En virtud de la primera necesidad, el proceso se ha de configurar de modo que siempre sean efectivos unos determinados postulados elementales de justicia: éstos son los principios procesales que he llamado “jurídico-naturales”, siguiendo a mi maestro, Carreras Llansana. A causa de la segunda necesidad, en cambio, los procesos se construyen conforme a criterios contingentes: los que se consideran más adecuados según la diversa realidad jurídica de la que han de ser instrumentales. Se trata, por tanto, de principios procesales que no configuran siempre toda clase de procesos, sino que inspiran, unos, ciertas construcciones procesales, y otros, otras. Son los que algunos hemos dado en llamar “principios jurídico-técnicos”.

En cuanto al primer tipo de principios procesales, los necesarios o “jurídico-naturales”, he venido reduciéndolos a dos: el principio de audiencia (muy resumidamente: nemo debetur inaudito damnari; audiatur et altera pars) y el principio de igualdad de las partes6. No son los principios de esta clase, insoslayables en todos los procesos (con aparentes excepciones), los que más influyen en el papel del juez en el proceso civil. Lo que al juez corresponde, o no, se relaciona estrechamente con el entendimiento de los principios denominados “jurídico-técnicos”, que, a mi entender, no son sino el denominado “principio dispositivo” y, en contraposición, el “principio de oficialidad”.

Tan corto número de genuinos principios procesales, así como su denominación -que, aunque no original, puede suscitar alguna extrañeza-, obedece, ante todo, a una opción expositiva o didáctica, que se sustenta en la argumentación que enseguida se verá exenta de pretensiones excluyentes de otros puntos de vista.

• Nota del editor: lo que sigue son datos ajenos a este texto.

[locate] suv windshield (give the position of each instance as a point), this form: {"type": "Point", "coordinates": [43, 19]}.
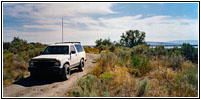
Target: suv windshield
{"type": "Point", "coordinates": [56, 50]}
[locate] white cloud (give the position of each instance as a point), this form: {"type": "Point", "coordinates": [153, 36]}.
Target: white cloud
{"type": "Point", "coordinates": [48, 16]}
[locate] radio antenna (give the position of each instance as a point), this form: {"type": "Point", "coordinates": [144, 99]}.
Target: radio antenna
{"type": "Point", "coordinates": [62, 29]}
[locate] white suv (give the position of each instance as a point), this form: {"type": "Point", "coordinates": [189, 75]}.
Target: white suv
{"type": "Point", "coordinates": [58, 59]}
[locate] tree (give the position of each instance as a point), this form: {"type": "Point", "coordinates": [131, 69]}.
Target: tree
{"type": "Point", "coordinates": [189, 52]}
{"type": "Point", "coordinates": [132, 38]}
{"type": "Point", "coordinates": [105, 42]}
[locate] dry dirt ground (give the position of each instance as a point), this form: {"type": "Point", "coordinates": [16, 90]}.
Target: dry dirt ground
{"type": "Point", "coordinates": [47, 88]}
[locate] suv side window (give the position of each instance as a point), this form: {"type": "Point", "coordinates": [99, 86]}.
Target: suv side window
{"type": "Point", "coordinates": [72, 49]}
{"type": "Point", "coordinates": [79, 48]}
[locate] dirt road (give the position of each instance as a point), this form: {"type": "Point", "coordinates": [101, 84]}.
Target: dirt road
{"type": "Point", "coordinates": [46, 88]}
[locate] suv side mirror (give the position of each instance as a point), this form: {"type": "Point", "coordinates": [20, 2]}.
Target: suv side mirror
{"type": "Point", "coordinates": [41, 52]}
{"type": "Point", "coordinates": [73, 52]}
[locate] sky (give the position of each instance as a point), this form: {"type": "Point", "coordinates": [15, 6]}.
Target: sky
{"type": "Point", "coordinates": [87, 22]}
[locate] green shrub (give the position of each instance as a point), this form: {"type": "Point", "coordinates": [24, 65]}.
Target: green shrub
{"type": "Point", "coordinates": [123, 55]}
{"type": "Point", "coordinates": [108, 60]}
{"type": "Point", "coordinates": [143, 88]}
{"type": "Point", "coordinates": [87, 87]}
{"type": "Point", "coordinates": [141, 64]}
{"type": "Point", "coordinates": [189, 52]}
{"type": "Point", "coordinates": [175, 61]}
{"type": "Point", "coordinates": [185, 83]}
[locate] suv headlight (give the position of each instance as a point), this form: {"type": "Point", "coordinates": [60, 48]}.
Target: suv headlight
{"type": "Point", "coordinates": [57, 63]}
{"type": "Point", "coordinates": [31, 63]}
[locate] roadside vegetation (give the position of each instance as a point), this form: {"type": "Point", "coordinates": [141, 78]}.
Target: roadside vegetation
{"type": "Point", "coordinates": [125, 68]}
{"type": "Point", "coordinates": [16, 56]}
{"type": "Point", "coordinates": [130, 68]}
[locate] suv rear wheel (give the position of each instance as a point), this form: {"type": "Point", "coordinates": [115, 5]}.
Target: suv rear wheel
{"type": "Point", "coordinates": [81, 66]}
{"type": "Point", "coordinates": [66, 72]}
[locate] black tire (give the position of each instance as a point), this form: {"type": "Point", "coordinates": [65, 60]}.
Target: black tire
{"type": "Point", "coordinates": [66, 72]}
{"type": "Point", "coordinates": [33, 75]}
{"type": "Point", "coordinates": [81, 66]}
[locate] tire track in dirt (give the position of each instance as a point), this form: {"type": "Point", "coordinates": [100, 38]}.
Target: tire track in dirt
{"type": "Point", "coordinates": [47, 88]}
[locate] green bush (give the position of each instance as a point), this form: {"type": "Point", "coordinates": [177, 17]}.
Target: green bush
{"type": "Point", "coordinates": [144, 87]}
{"type": "Point", "coordinates": [87, 87]}
{"type": "Point", "coordinates": [123, 55]}
{"type": "Point", "coordinates": [141, 64]}
{"type": "Point", "coordinates": [189, 52]}
{"type": "Point", "coordinates": [185, 83]}
{"type": "Point", "coordinates": [16, 55]}
{"type": "Point", "coordinates": [175, 61]}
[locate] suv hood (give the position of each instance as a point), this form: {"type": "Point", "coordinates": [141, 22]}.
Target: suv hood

También podrá advertirse, espero, que no hay una base ideológica concreta en mi modo de ver y exponer algunas claves del proceso civil. Pero, además, reservar el concepto de “principios del proceso” para unos pocos criterios, responde a una distinción, tempranamente aprendida de Carreras Llansana, entre principios y formas del proceso, distinción en virtud de la cual una serie de importantes y muy visibles rasgos externos del proceso dependen, no tanto de criterios con virtualidad originaria y determinante de las principales características esenciales del proceso, como son los principios, sino de la opción por modelos de configuración externa del proceso, que serían las formas: inquisitiva o contradictoria. Desde hace años y hasta ahora, sigo en este punto (como en otros) las enseñanzas de mi maestro sobre los principios y las formas del proceso, respectivamente7. Un fundamento elemental pero sólido para la distinción entre principios y formas reside en la inexistencia de completa correlación entre unos y otras, puesto que la forma o estructura contradictoria puede coexistir con la influencia del principio dispositivo lo mismo que con la del principio de oficialidad.

Son, empero, genuinos principios procesales, “jurídico-técnicos”, las ideas o criterios determinantes de la posición y del papel del tribunal y de las partes -con sus correspondientes funciones, facultades, derechos, deberes y cargas-, así como de las bases estructurales y de desarrollo y desenlace de los procesos. Son principios de ese tipo los que inspiran la capacidad de decisión y de influencia del órgano jurisdiccional y de las partes en el nacimiento del proceso, en su objeto, en su desenvolvimiento y en su terminación.